Não admira que os alunos depois tenham opiniões sobre o que não sabem: os pais dão-lhes o exemplo. Por exemplo, este indivíduo deve ter comentado com o filho as baboseiras que aqui diz, de maneira que talvez o filho -os filhos ouvem os pais- depois vá para as aulas com a opinião de que está a aprender coisas que não interessam porque complicam o que é simples. A quantidade de alunos que à entrada no 10º ano nos dizem, 'porque é que a professora usa palavras complicadas que não conhecemos?' De quem terão ouvido estas 'opiniões'? Se os alunos vêm à escola aprender o que já conhecem e saírem de lá com o vocabulário com que entraram, qual é o propósito?

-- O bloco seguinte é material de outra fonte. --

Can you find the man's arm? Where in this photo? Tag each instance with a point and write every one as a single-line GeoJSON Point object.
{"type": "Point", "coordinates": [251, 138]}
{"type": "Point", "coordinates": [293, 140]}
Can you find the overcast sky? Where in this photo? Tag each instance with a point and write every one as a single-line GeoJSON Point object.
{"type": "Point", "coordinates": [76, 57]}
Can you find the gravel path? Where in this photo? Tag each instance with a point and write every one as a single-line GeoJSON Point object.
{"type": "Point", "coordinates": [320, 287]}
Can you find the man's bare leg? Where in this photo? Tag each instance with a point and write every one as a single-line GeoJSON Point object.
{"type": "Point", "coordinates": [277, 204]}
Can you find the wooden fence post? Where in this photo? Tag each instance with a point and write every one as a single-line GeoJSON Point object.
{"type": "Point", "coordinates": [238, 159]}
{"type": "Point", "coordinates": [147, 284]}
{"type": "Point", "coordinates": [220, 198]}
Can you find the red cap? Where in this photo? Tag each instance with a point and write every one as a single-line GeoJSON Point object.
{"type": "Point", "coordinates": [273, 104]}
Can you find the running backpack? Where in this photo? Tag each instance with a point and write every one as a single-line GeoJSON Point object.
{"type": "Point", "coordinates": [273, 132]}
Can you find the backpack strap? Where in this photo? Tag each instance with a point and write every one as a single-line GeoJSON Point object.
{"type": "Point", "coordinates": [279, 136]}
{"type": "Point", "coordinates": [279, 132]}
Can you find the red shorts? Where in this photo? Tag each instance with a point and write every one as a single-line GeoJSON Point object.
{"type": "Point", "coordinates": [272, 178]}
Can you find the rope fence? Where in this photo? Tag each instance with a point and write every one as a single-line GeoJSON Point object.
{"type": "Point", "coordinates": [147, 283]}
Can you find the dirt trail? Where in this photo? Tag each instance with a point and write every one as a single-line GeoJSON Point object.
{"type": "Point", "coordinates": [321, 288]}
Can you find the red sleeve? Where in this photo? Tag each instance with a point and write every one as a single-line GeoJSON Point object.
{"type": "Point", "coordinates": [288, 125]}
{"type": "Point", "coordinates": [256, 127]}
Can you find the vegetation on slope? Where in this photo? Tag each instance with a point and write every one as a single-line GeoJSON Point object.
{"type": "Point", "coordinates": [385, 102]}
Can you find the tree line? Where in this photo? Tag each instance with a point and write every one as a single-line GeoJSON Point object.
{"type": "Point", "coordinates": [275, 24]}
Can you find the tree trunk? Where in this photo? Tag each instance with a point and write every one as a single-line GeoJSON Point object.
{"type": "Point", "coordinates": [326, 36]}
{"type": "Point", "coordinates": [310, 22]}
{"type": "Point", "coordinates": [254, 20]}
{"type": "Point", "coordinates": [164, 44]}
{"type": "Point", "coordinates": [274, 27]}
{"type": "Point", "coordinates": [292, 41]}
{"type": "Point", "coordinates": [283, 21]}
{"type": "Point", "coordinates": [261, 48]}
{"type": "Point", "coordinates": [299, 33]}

Adiante. Ao contrário do que este senhor diz, aprender a 'fazer contas' com zero sem perceber que é um elemento neutro nas operações e porquê, isso é que é decorar. Ao contrário do que este senhor diz, a aprendizagem da matemática não se faz independentemente da linguagem, pois a matemática são conceitos, ideias, apenas que expressas em símbolos próprios e quanto mais cedo os alunos compreendem que há uma relação entre as operações que fazem com certos símbolos, a linguagem e a realidade material, melhor a compreendem e praticam, em vez de apenas decorar fórmulas e resolver sem saber o que são as coisas com que trabalham. Portanto, ao "fazer contas" como este senhor diz, os alunos que compreendem a propriedade distributiva da multiplicação ganham maleabilidade no cálculo mental em vez de apenas decorarem, 'como se faz esta conta com este sinal operativo'.

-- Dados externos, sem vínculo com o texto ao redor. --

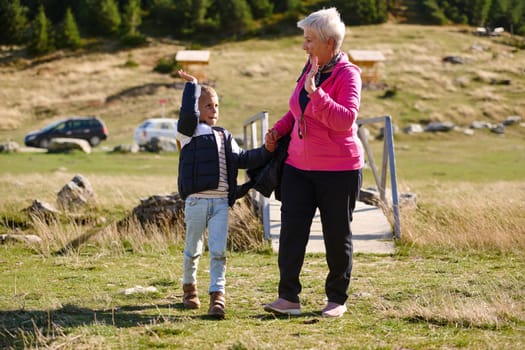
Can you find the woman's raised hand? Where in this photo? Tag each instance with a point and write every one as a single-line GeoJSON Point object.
{"type": "Point", "coordinates": [309, 83]}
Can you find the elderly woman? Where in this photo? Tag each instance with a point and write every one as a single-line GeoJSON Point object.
{"type": "Point", "coordinates": [323, 168]}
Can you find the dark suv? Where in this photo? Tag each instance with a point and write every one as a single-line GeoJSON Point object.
{"type": "Point", "coordinates": [91, 129]}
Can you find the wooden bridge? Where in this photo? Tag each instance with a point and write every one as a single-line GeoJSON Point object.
{"type": "Point", "coordinates": [371, 230]}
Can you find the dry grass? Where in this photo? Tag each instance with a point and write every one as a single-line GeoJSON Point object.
{"type": "Point", "coordinates": [467, 215]}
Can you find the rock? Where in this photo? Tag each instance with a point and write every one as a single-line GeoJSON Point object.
{"type": "Point", "coordinates": [515, 119]}
{"type": "Point", "coordinates": [76, 193]}
{"type": "Point", "coordinates": [42, 210]}
{"type": "Point", "coordinates": [31, 239]}
{"type": "Point", "coordinates": [133, 148]}
{"type": "Point", "coordinates": [498, 129]}
{"type": "Point", "coordinates": [163, 210]}
{"type": "Point", "coordinates": [158, 144]}
{"type": "Point", "coordinates": [439, 126]}
{"type": "Point", "coordinates": [453, 59]}
{"type": "Point", "coordinates": [480, 125]}
{"type": "Point", "coordinates": [413, 129]}
{"type": "Point", "coordinates": [9, 147]}
{"type": "Point", "coordinates": [139, 290]}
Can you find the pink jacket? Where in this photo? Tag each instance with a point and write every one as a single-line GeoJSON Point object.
{"type": "Point", "coordinates": [329, 128]}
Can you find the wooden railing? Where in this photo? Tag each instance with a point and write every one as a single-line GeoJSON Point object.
{"type": "Point", "coordinates": [388, 158]}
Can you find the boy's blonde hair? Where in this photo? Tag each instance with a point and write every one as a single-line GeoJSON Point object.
{"type": "Point", "coordinates": [208, 91]}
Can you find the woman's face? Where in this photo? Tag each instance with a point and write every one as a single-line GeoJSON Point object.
{"type": "Point", "coordinates": [209, 109]}
{"type": "Point", "coordinates": [316, 47]}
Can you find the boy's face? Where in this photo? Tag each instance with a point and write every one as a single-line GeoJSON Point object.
{"type": "Point", "coordinates": [209, 109]}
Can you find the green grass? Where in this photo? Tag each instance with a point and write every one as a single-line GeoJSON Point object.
{"type": "Point", "coordinates": [415, 299]}
{"type": "Point", "coordinates": [98, 162]}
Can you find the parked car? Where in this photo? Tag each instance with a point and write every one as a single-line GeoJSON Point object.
{"type": "Point", "coordinates": [155, 128]}
{"type": "Point", "coordinates": [91, 129]}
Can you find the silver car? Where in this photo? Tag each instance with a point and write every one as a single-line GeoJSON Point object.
{"type": "Point", "coordinates": [155, 129]}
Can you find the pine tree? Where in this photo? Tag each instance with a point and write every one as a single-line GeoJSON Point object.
{"type": "Point", "coordinates": [235, 16]}
{"type": "Point", "coordinates": [132, 18]}
{"type": "Point", "coordinates": [261, 8]}
{"type": "Point", "coordinates": [13, 22]}
{"type": "Point", "coordinates": [67, 34]}
{"type": "Point", "coordinates": [108, 17]}
{"type": "Point", "coordinates": [41, 41]}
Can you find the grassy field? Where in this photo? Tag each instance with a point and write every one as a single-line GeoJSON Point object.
{"type": "Point", "coordinates": [455, 281]}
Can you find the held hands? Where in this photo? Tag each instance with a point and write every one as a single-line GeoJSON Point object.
{"type": "Point", "coordinates": [309, 83]}
{"type": "Point", "coordinates": [188, 77]}
{"type": "Point", "coordinates": [270, 139]}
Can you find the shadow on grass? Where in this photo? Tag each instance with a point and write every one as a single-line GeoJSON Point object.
{"type": "Point", "coordinates": [17, 326]}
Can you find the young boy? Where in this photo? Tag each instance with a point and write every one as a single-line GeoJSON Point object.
{"type": "Point", "coordinates": [208, 166]}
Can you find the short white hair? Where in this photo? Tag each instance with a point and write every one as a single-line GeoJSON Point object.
{"type": "Point", "coordinates": [326, 23]}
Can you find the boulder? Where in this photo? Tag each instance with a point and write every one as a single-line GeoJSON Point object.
{"type": "Point", "coordinates": [9, 147]}
{"type": "Point", "coordinates": [75, 194]}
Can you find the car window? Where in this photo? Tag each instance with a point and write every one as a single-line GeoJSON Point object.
{"type": "Point", "coordinates": [60, 126]}
{"type": "Point", "coordinates": [77, 124]}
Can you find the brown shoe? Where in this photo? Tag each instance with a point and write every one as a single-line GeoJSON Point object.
{"type": "Point", "coordinates": [190, 298]}
{"type": "Point", "coordinates": [217, 303]}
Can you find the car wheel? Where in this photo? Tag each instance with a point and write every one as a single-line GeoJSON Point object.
{"type": "Point", "coordinates": [44, 143]}
{"type": "Point", "coordinates": [95, 140]}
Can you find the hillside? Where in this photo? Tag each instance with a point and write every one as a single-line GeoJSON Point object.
{"type": "Point", "coordinates": [254, 75]}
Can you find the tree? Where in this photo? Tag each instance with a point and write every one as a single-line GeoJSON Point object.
{"type": "Point", "coordinates": [67, 32]}
{"type": "Point", "coordinates": [107, 16]}
{"type": "Point", "coordinates": [132, 18]}
{"type": "Point", "coordinates": [261, 8]}
{"type": "Point", "coordinates": [13, 22]}
{"type": "Point", "coordinates": [41, 40]}
{"type": "Point", "coordinates": [235, 16]}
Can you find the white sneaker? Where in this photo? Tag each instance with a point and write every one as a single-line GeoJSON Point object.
{"type": "Point", "coordinates": [333, 310]}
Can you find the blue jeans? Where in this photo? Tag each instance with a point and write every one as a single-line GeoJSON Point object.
{"type": "Point", "coordinates": [202, 213]}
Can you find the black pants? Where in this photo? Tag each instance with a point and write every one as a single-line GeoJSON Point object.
{"type": "Point", "coordinates": [335, 194]}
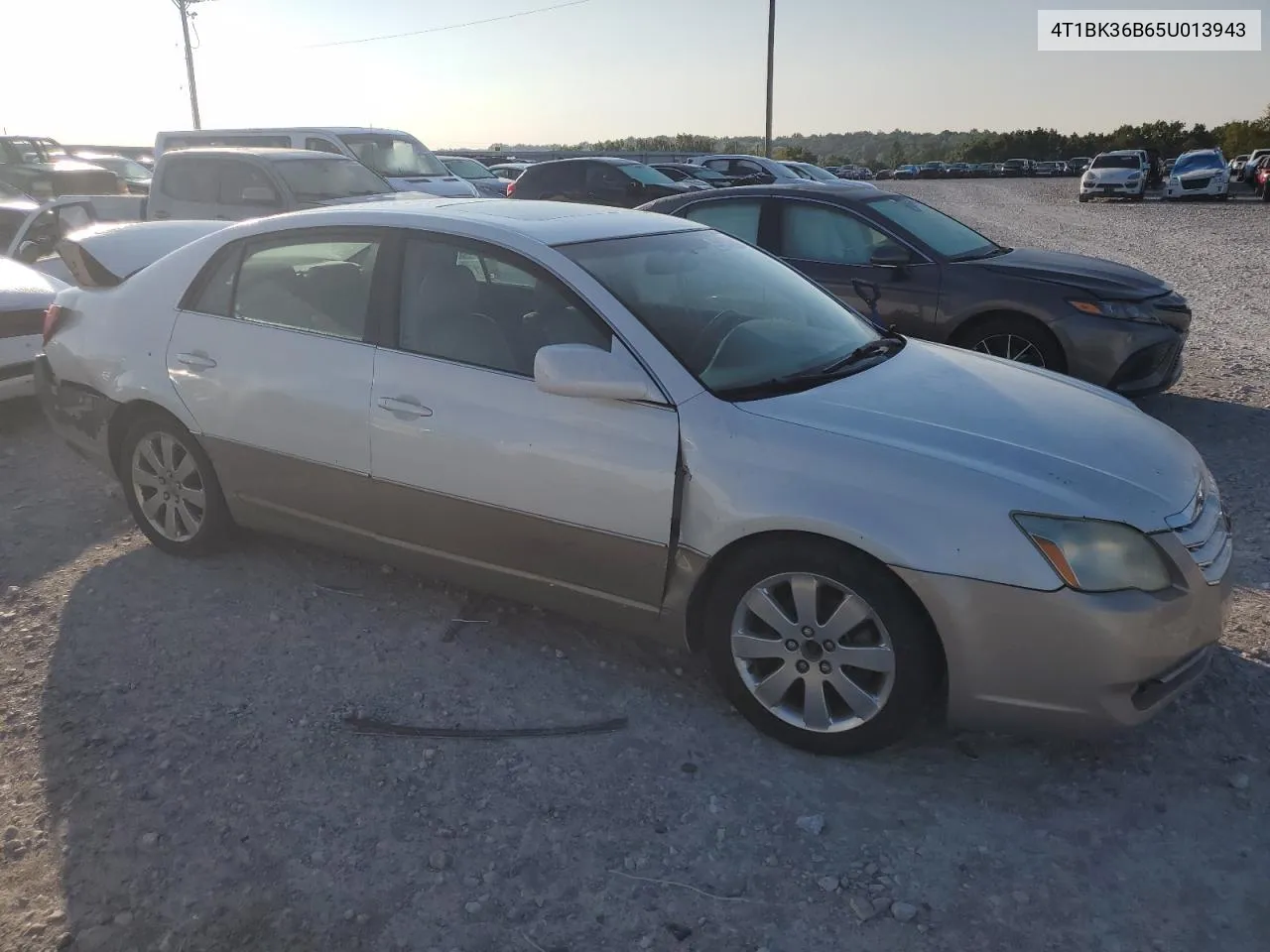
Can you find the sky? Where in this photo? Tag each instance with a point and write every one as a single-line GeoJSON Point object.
{"type": "Point", "coordinates": [113, 72]}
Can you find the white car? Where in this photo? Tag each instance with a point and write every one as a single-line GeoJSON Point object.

Também a aprendizagem da linguagem se faz com referência à Lógica, dado que a linguagem tem uma estrutura lógica que se expressa na gramática. Compreender a composição morfossintática das palavras é perceber a origem das palavras e a lógica da sua associação. Portanto, ensina a pensar nas palavras. Logo, ensina a pensar, pois os conceitos são a ferramenta do pensamento. A maioria dos alunos que me vêm parar às mãos no 10º ano, não é autónoma na linguagem, não sabem pensar nas palavras e chegar sozinhos ao significado de um termo, justamente porque lhes falta essa compreensão. Reconhecer nas palavras um radical ou uma associação morfossintática é aprender que as palavras já trazem em si pistas para a sua compreensão (morfo + sintática). E se os alunos não são ensinados a compreender a lógica por detrás da gramática, então é que o seu ensino é mero decoranço. Portanto, o oposto do que diz.
Mas lá está: todos os dias vamos dar com artigos de 'opiniões' de pessoas que não percebem nada de educação mas falam como especialistas. Mais os que não escrevem artigos nos jornais mas vomitam estas opiniões para os filhos ouvirem e ficarem com a ideia que andam a aprender coisas que não interessam.
Os burocratas do ensino
José Cabrita Saraiva
Um destes dias, um dos meus filhos perguntou-me se podia imprimir umas quantas folhas, julgo que de uma apresentação de Powerpoint, que a professora de Matemática tinha mandado. Curioso, fui espreitar o que diziam, até para perceber o que ainda recordava do ensino preparatório. As folhas falavam de coisas extraordinárias.
Por exemplo, da “propriedade distributiva da multiplicação em relação à subtração”, da “propriedade da existência de elemento neutro da adição”, da “propriedade comutativa da adição”, etc. Resumindo: acabei por ficar com alguma pena dos jovens estudantes, que têm de empinar todo aquele palavreado.
As propriedades, em si, são relativamente simples – o tal “elemento neutro da adição” não é nada mais do que o zero.
Mas existe uma tendência em certos setores da educação para complicar o que é simples.
Não é só na Matemática. Olhando para o programa de Português do sexto ano, por exemplo, encontramos tópicos como: “distinguir composição morfológica e morfossintática” ou “distinguir complemento direto de predicativo do sujeito”.
Pode argumentar-se que não vem mal ao mundo por as crianças aprenderem de pequenas a mecânica da língua e os nomes das regras da matemática. Eu sentir-me-ia tentado a argumentar o contrário: ninguém precisa de conhecer a “propriedade distributiva da multiplicação” para saber fazer contas, nem de saber o que é a “composição morfossintática” para falar corretamente. Estas definições com palavras complicadas roubam tempo a matérias que podem ser interessantes e só contribuem para tornar a escola mais aborrecida.
O problema não é deste ou daquele professor, é dos burocratas do ensino, que sempre existiram, mas hoje parecem ter mais margem para impor as suas regras. Os burocratas que falam em “expressão numérica” e que preferem classificar palavras em função do número de sílabas a ensinar a apreciar a beleza de um texto. Se calhar também é por causa deles que são cada vez menos os miúdos que sabem coisas simples como fazer contas ou escrever corretamente.